僕よりも身体が小さいストーカー女の方は、もっときつそうだった。顔をゆでだこみたいに真っ赤にして、煙草のやにで汚れたビルの壁に手をついて肩で息をしている。丸い頬を伝い、顎から玉のような汗が滴り、地面にぽたぽたと落ちていた。
「ああ…、もう、無理…」
がくっと前のめりになり、壁に顔面をぶつける女。そのまま、ずずずっと顔を擦りながらその場に倒れこんだ。手から、握っていた催涙スプレーの缶が転がる。
「お、おいおい…」
僕も今すぐ横になりたかったが、衛生上ここでは倒れたくなかったので、何とか足に力を込めて踏みとどまった。死体のように倒れている女を見下ろす。
「し、しっかりしてくれよ…、情けないなあ…」
「あ、あんたには関係ないでしょうが…」
確かに関係無いが、一緒に警察から逃げた身。このまま放っておくのも違うような気がした。
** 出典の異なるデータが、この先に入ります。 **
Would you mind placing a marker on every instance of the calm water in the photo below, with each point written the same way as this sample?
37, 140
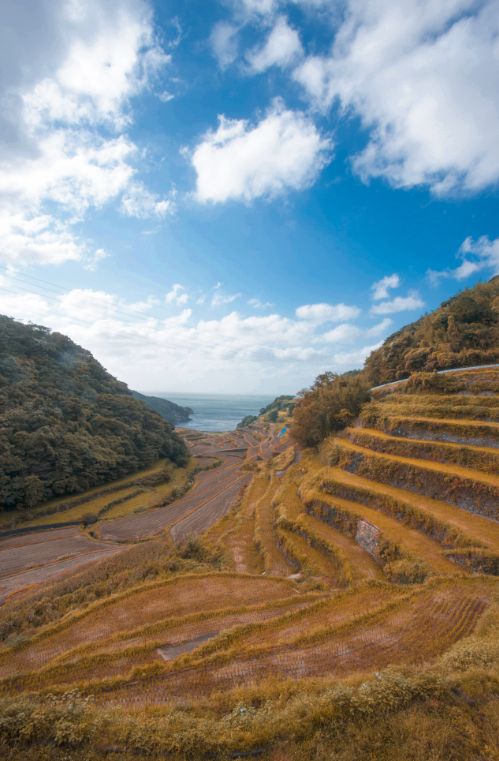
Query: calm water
217, 412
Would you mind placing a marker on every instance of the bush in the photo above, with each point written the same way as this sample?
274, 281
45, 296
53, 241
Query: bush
329, 406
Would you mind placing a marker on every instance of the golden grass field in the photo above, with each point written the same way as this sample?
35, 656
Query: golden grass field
340, 604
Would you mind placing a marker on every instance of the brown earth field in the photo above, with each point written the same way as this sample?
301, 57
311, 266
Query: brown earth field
32, 558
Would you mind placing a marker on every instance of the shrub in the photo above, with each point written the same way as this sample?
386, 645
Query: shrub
329, 406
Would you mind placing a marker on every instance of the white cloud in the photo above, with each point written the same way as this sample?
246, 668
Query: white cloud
344, 333
255, 7
321, 313
399, 304
423, 77
281, 48
111, 57
355, 358
381, 287
476, 256
220, 298
73, 169
284, 151
268, 353
177, 295
66, 91
41, 239
140, 202
258, 304
380, 327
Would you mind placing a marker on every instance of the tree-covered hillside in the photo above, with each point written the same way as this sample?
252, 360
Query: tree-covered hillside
65, 423
170, 411
462, 332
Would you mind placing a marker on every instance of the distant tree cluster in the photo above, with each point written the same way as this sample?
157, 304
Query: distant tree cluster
65, 423
330, 405
270, 412
462, 332
170, 411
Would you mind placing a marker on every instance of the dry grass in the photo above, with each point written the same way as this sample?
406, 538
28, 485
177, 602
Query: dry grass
483, 459
409, 542
402, 664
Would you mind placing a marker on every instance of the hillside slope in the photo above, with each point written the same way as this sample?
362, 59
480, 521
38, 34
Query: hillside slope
344, 608
173, 413
65, 423
462, 332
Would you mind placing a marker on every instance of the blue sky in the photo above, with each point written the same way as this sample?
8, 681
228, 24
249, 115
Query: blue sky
235, 195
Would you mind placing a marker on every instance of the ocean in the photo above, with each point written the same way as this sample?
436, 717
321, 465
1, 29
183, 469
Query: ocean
217, 412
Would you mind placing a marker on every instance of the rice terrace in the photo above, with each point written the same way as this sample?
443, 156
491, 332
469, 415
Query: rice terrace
249, 380
234, 605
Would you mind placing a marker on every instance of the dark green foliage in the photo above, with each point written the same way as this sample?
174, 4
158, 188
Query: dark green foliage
65, 423
270, 413
248, 420
462, 332
329, 406
280, 403
170, 411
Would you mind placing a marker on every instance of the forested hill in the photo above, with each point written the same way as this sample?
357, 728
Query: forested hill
65, 423
462, 332
170, 411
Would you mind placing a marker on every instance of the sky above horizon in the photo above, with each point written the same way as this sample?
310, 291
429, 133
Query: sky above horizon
236, 195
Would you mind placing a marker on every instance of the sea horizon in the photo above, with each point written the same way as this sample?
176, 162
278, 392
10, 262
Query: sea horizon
217, 412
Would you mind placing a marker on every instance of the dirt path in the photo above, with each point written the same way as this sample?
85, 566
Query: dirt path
43, 555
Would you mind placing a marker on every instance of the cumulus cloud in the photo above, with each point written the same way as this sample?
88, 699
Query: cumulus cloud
344, 333
177, 295
234, 351
381, 327
381, 287
220, 298
141, 203
242, 161
258, 304
281, 48
399, 304
476, 256
321, 313
65, 88
410, 72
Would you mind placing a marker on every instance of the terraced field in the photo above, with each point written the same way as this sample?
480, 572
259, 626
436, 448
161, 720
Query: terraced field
381, 550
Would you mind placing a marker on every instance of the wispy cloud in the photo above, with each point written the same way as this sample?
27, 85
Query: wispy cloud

僕はナップサックを掴むと、中に入っていた財布だけを取り出して、路地裏から出た。
周りにさっきのお巡りさんがいないことを確認して、すぐ近くにあった自動販売機で、ミネラルウォーターを二本買って戻る。
「喜べ…、このミネラルウォーターは…、佐藤恵奈が、普段から愛飲している、奥大山の天然水だ…、感謝して、飲めよ…」
今にも力尽きそうな声で、女に一本を渡す。
女は目をげっそりとさせながら、ボトルを奪い取ると、キャップを開けて喉を鳴らしながら飲んだ。
「ぷうううはああああああああ!」
なんて下品な飲み方をするんだ…。一杯のコーヒーでも、二時間かけて飲み干す佐藤恵奈とは大違いだな。
一瞬で、五〇〇ミリのミネラルウォーターの半分を飲み干した女は、残りの半分を頭から被った。
「おいおい、感謝して飲めって…」
「ああ、涼しい…」
女の頬を冷えた水が滑り落ちる。白いカットソーに染みて、彼女の中学生みたいなスポーツブラが透けて見えた。女は、空っぽになったボトルを僕に目掛けて投げた。
何とかキャッチする。
「ありがとねー。助かった」
「ミネラルウォーターで水浴びか…、何処の王様かな?」
「暑いんだから、仕方がないでしょ」
女は薄い唇を尖らせながら、服に染みた汗と水を絞った。